Berbeda dengan kalangan bawah yang mereka berbelanja di pasar-pasar yang tradisional, dan hanya membeli kebutuhan pokok (primer). Pola hidup orang kaya kota yang hedonis, dan orientasinya kenikmatan, dan mereka hanya menghabiskan uangnya berbelanja di plaza-plaza dan mall itu, mereka menikmati suasana natal dan tahun baru. Inilah yang terjadi saat ini.

Padahal, krisis yang terjadi secara global, ikut mendera ekonomi Indonesia. Sebuah media cetak yang terbit di Jakarta, memberikan laporan, yang sangat pahit, betapa akibat krisis ekonomi global ini, sudah berdampak terhadap ekonomi Indonesia. Dalam sebuah laporannya menyebutkan : “Sentra industri bagai kota mati”. Laporan ini menggambarkan betapa pahitnya, akibat krisis ekonomi yang menghantam rakyat Indonesia, terutama mereka yang dalam posisi ekonominya yang lemah.
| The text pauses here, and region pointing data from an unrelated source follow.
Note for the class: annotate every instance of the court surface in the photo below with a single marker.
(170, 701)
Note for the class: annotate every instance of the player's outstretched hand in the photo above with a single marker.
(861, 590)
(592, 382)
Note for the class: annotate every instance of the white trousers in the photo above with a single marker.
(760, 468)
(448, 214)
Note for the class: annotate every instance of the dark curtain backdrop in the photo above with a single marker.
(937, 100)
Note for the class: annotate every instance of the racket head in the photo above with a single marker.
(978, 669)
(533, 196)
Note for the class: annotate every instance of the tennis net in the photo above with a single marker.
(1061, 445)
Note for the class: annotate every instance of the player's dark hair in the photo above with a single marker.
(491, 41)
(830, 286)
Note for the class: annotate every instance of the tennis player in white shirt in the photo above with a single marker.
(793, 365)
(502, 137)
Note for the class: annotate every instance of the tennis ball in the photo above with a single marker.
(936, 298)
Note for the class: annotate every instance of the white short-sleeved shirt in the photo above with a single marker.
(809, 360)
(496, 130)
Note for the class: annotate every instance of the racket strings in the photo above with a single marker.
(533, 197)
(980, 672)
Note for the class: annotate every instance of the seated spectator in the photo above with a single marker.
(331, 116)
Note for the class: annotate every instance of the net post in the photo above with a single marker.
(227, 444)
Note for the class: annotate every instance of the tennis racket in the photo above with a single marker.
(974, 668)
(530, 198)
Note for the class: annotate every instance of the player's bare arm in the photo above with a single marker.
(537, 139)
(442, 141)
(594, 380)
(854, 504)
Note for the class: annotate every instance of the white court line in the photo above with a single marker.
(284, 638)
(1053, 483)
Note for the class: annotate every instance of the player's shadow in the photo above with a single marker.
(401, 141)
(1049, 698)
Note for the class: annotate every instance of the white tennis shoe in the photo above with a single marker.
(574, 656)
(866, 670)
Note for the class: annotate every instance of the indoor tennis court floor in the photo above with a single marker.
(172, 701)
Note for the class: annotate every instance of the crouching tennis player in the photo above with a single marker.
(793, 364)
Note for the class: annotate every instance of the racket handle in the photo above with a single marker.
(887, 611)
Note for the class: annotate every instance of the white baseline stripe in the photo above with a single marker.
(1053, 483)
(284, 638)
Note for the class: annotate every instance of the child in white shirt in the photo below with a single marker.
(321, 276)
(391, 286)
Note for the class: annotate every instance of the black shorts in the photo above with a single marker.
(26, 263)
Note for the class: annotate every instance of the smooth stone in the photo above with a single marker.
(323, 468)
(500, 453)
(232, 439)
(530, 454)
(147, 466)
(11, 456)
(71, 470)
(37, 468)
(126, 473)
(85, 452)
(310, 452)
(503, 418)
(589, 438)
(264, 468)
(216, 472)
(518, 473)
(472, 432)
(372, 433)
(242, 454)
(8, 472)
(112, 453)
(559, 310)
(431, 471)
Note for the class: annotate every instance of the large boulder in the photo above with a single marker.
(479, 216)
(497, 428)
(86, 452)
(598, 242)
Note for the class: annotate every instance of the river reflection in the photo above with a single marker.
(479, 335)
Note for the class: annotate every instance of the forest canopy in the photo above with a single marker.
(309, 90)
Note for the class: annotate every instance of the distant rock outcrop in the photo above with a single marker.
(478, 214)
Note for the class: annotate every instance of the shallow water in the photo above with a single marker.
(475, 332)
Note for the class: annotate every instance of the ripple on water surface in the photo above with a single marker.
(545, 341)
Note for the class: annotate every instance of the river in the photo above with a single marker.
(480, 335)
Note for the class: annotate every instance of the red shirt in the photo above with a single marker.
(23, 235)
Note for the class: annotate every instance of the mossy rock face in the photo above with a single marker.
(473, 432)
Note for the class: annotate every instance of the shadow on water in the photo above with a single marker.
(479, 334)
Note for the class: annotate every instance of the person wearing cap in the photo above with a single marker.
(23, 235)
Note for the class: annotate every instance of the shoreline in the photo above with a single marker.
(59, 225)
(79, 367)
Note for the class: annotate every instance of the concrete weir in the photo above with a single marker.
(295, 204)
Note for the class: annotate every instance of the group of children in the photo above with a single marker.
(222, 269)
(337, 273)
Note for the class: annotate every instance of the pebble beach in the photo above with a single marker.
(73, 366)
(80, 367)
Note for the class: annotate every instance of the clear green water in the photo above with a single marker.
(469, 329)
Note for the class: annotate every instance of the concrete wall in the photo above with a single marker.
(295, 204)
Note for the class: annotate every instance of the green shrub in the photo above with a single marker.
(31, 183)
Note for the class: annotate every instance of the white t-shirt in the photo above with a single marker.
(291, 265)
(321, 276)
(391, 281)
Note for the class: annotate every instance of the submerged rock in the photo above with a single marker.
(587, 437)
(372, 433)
Mereka langsung terpuruk dan kehilangan pendapatan. Para buruh pabrik di sentra indusrti manufaktur, yang orientasi eksport, yang langsung bangkrut dan banyak yang tutup, dan melakukan PHK, terhadap para buruh mereka. Padahal, menurut para pengamat ekonomi, krisis di Indonesia baru akan mulai, awal Januari 2009. Di awal tahun baru 2009, rakyat akan menghadapi malapetaka baru, yaitu puluhan ribu orang yang akan kehilangan pekerjaan, akibat dampak krisis ekonomi.

Mengapa kita tidak menyadari krisis yang sekarang menghimpit kehidupan kita? Kita masih memanjakan hawa nafsu kita? Kita masih membiasakan berbuat berlebihan ‘isyraf’, yang dilarang agama, menghabiskan uang di plaza-plaza, mall, toko-toko supermarket, dan pusat perbelanjaan di pusat kota, dan kita sambil melihat saudara muslim yang miskin, dan mereka harus terpaksa menggunakan pakaian ala santaklus.

Kita harus mulai mendidik diri kita menghadapi situasi krisis yang akan berlangsung dalam jangka waktu yang panjang. Lima tahun, sepuluh tahun, dan mungkin lima belas tahun ke depan. Karena, jangan berprentensi krisis akan segera berakhir. Karena banyak faktor yang akan mempengaruhi recovery ini dapat berhasil atau gagal.

Tapi, setidaknya ada peristiwa politik yang waktu dekat ini akan kita hadapi, yaitu kampanye pemilu legislative, dilanjutkan pemilihan presiden dan wakil presiden, penetapan presiden terpilih, dan penyusunan kabinet, dan baru berakhir di tahun 2010. Itu kalau situasi normal dalam pemilu nanti. Kalau, kondisi politik tidak normal, dari akibat dampak krisis global yang ada, mungkin lebih sulit lagi kondisinya.

Mari kita bersiap-siap menghadapi krisis jangka panjang. Kita tinggalkan semua kebiasaan yang tidak bermanfaat. Kita tingkatkan perhatian kepada saudara kita sesama muslim, yang terkena musibah, akibat krisis ekonomi yang sekarang melanda Indonesia. Wallahu ‘alam.